CHAPDISC: DH33, The Prince's Tale
Happy Smiley
happyjoeysmiley at yahoo.com
Thu Nov 13 04:29:11 UTC 2008
No: HPFGUIDX 184836
>>Joey:
>>I still don't understand why *Snape* chose that memory to come on
>>top of his mind. He could have easily gone for simple,
>>good-for-nothing memories thus maintaining his data privacy.
>>Pippin:
>>It was a double bluff, IMO. Snape didn't want Harry or Voldemort to
>>know how good at maintaining data privacy Snape actually was. The
>>memories Snape was eliciting from Harry were not simple,
>>good-for-nothing ones, so it would have been suspicious if the
>>deflected spell pulled fluffy-bunny memories from Snape.
Hmmm, interesting point indeed... but if Voldy can show Harry a false vision of Sirius being crucio-ed why can't Snape do something similar to both Voldy and Harry? He could have "shown" something seemingly true but actually false - he was always mentally prepared for performing occlumency, whether it was with Voldy or Harry. Yet he seems to have chosen to show the real one to Harry.
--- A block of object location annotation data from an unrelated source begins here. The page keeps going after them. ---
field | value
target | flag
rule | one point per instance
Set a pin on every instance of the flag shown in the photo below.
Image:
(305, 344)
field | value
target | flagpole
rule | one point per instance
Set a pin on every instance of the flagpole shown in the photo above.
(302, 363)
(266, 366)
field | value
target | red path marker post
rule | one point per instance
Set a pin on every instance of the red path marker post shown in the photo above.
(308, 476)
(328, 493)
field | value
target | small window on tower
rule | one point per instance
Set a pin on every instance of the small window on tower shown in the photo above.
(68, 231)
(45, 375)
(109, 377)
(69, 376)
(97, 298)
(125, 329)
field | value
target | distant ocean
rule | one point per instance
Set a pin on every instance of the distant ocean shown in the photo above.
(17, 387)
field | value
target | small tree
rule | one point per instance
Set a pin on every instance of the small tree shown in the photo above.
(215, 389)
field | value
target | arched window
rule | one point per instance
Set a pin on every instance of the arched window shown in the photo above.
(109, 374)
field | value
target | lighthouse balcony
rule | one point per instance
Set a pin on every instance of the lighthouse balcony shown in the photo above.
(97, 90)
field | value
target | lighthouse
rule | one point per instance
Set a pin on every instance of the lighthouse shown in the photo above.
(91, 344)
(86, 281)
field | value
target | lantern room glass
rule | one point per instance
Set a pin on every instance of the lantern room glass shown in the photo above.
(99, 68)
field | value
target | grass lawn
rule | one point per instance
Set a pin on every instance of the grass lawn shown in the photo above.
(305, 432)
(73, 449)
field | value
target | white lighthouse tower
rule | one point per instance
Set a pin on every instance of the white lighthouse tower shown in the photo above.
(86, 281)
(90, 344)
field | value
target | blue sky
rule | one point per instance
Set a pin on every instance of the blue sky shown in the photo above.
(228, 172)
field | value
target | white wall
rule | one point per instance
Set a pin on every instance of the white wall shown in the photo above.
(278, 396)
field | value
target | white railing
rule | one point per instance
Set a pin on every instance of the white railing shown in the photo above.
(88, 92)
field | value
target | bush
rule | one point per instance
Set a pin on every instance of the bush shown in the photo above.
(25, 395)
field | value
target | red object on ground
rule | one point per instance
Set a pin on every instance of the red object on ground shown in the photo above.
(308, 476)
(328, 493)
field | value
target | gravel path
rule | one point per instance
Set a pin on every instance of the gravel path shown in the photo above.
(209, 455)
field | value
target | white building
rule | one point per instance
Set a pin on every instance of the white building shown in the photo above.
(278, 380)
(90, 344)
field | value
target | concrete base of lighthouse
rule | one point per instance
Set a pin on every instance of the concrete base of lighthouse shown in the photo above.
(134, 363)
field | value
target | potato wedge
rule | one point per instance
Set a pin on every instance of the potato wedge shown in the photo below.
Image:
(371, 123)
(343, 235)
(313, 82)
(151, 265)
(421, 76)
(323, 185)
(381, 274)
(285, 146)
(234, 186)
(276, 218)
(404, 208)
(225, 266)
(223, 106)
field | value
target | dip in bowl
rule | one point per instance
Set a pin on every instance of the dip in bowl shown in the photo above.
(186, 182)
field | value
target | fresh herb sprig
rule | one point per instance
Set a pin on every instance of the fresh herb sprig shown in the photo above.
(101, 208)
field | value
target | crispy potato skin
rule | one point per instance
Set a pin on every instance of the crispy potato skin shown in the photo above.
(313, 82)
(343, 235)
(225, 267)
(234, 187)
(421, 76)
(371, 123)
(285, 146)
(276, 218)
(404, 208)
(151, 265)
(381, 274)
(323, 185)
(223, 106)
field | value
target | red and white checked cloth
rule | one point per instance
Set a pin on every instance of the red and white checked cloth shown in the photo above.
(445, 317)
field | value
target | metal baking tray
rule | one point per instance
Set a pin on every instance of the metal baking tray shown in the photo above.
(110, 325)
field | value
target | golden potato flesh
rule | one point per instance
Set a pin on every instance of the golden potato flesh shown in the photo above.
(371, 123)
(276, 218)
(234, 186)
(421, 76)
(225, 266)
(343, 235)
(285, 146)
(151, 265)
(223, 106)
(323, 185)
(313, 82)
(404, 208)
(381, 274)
I doubt that Harry *accidentally* saw the memory given that Snape was known to be an excellent occlumens. Even if we consider the possibility of Snape having remembered his horrible childhood memories after seeing those of Harry's, Snape was prepared for the lesson and the legilimency that Harry was about to perform on him. For a person who can look back calmly into Voldy's face while people around are unable to stand the ferocity of Voldy's gaze, this kind of slip with a boy totally new to legilimency/occlumency seems quite odd to me. May be one explanation is that this was just a weak moment for Snape. Another *remotely* possible reason could be that he did soften a bit and gave in to an impulse to indeed share a similar memory with Harry.